PyGAD has its own modules that support building and training neural networks (NNs) and convolutional neural networks (CNNs). Despite these modules working well, they are implemented in Python without any additional optimization measures. This leads to comparatively high computational times for even simple problems.

The latest PyGAD version, 2.8.0 (released on 20 September 2020), supports a new module to train Keras models. Even though Keras is built in Python, it's fast.
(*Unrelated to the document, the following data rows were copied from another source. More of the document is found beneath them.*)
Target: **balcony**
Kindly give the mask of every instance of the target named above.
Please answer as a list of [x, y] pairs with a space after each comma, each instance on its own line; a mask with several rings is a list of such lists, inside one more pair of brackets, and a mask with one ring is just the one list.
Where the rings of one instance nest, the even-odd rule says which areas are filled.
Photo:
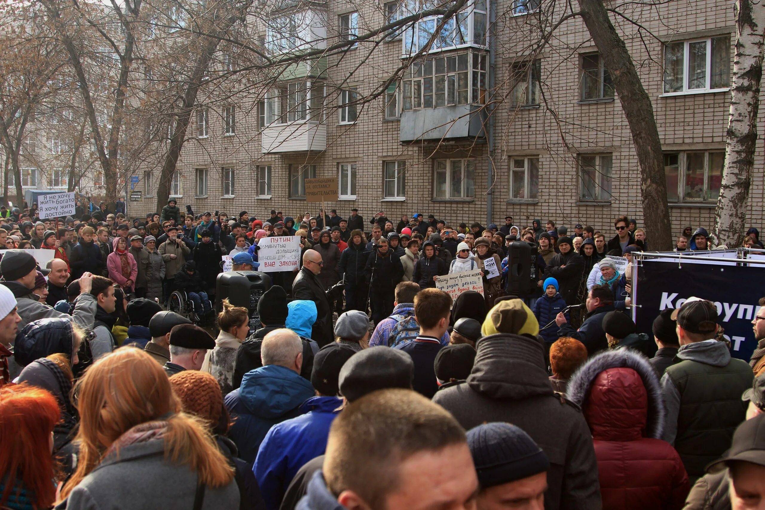
[[486, 139], [486, 107], [457, 105], [401, 112], [402, 142], [422, 140]]
[[305, 122], [267, 126], [261, 133], [263, 154], [321, 152], [327, 148], [327, 125]]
The reason is that Keras uses TensorFlow as a backend, and TensorFlow is highly optimized.

This tutorial discusses how to train Keras models using PyGAD. The discussion includes building Keras models using either the Sequential Model or the Functional API, building an initial population of Keras model parameters, creating an appropriate fitness function, and more.
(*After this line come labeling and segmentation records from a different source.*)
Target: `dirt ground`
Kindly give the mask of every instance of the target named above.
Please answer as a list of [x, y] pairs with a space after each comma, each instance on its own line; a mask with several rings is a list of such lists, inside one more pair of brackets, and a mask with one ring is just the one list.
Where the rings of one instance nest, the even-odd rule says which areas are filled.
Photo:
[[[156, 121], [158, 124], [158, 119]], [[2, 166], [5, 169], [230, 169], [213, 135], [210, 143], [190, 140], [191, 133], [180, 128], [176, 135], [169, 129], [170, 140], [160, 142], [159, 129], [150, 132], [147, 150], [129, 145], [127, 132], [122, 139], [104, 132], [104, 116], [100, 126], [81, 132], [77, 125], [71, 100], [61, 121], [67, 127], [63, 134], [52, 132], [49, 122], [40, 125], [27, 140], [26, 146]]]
You can also follow along with the code in this tutorial and run it for free on a Gradient Community Notebook from the ML Showcase. The full tutorial outline is as follows:

  • Getting started with PyGAD
  • pygad.kerasga module
  • Steps to train a Keras model using PyGAD
  • Determining the problem type
  • Creating a Keras model
  • Instantiating the pygad.kerasga.KerasGA class
  • Preparing the training data
  • Loss function
  • Fitness function
  • Generation callback function (optional)
  • Creating an instance of the pygad.GA class
  • Running the genetic algorithm
  • Fitness vs. generation plot
  • Statistics about the trained model
  • Complete code for regression
  • Complete code for classification using a CNN

Let's get started.

Bring this project to life

Getting Started With PyGAD

To start this tutorial, it is essential to install PyGAD. If you already have PyGAD installed, check the __version__ attribute to make sure that at least PyGAD 2.8.0 is installed.

import pygad

print(pygad.__version__)

PyGAD is available on PyPI (Python Package Index), and can be installed using the pip installer. If you don't already have PyGAD installed make sure to install PyGAD 2.8.0 or higher.

pip install pygad>=2.8.0

You can find the PyGAD documentation on Read the Docs, including some sample problems. Below is an example of how to solve a simple problem, namely optimizing the parameters of a linear model.

import pygad
import numpy

function_inputs = [4,-2,3.5,5,-11,-4.7]
desired_output = 44 

def fitness_func(solution, solution_idx):
    output = numpy.sum(solution*function_inputs)
    fitness = 1.0 / (numpy.abs(output - desired_output) + 0.000001)
    return fitness

num_generations = 100
num_parents_mating = 10
sol_per_pop = 20
num_genes = len(function_inputs)

ga_instance = pygad.GA(num_generations=num_generations,
                       num_parents_mating=num_parents_mating,
                       fitness_func=fitness_func,
                       sol_per_pop=sol_per_pop,
                       num_genes=num_genes)

ga_instance.run()

ga_instance.plot_result()

pygad.kerasga Module

Starting from PyGAD 2.8.0, a new module named kerasga was introduced. Its name is short for Keras Genetic Algorithm. The module offers the following functions:

  • Build the initial population of solutions using the KerasGA class. Each solution holds all the parameters for the Keras model.
  • Represent the Keras model's parameters as a chromosome (i.e. 1-D vector) using the model_weights_as_vector() function.
  • Restore the Keras model's parameters from the chromosome using the model_weights_as_matrix() function.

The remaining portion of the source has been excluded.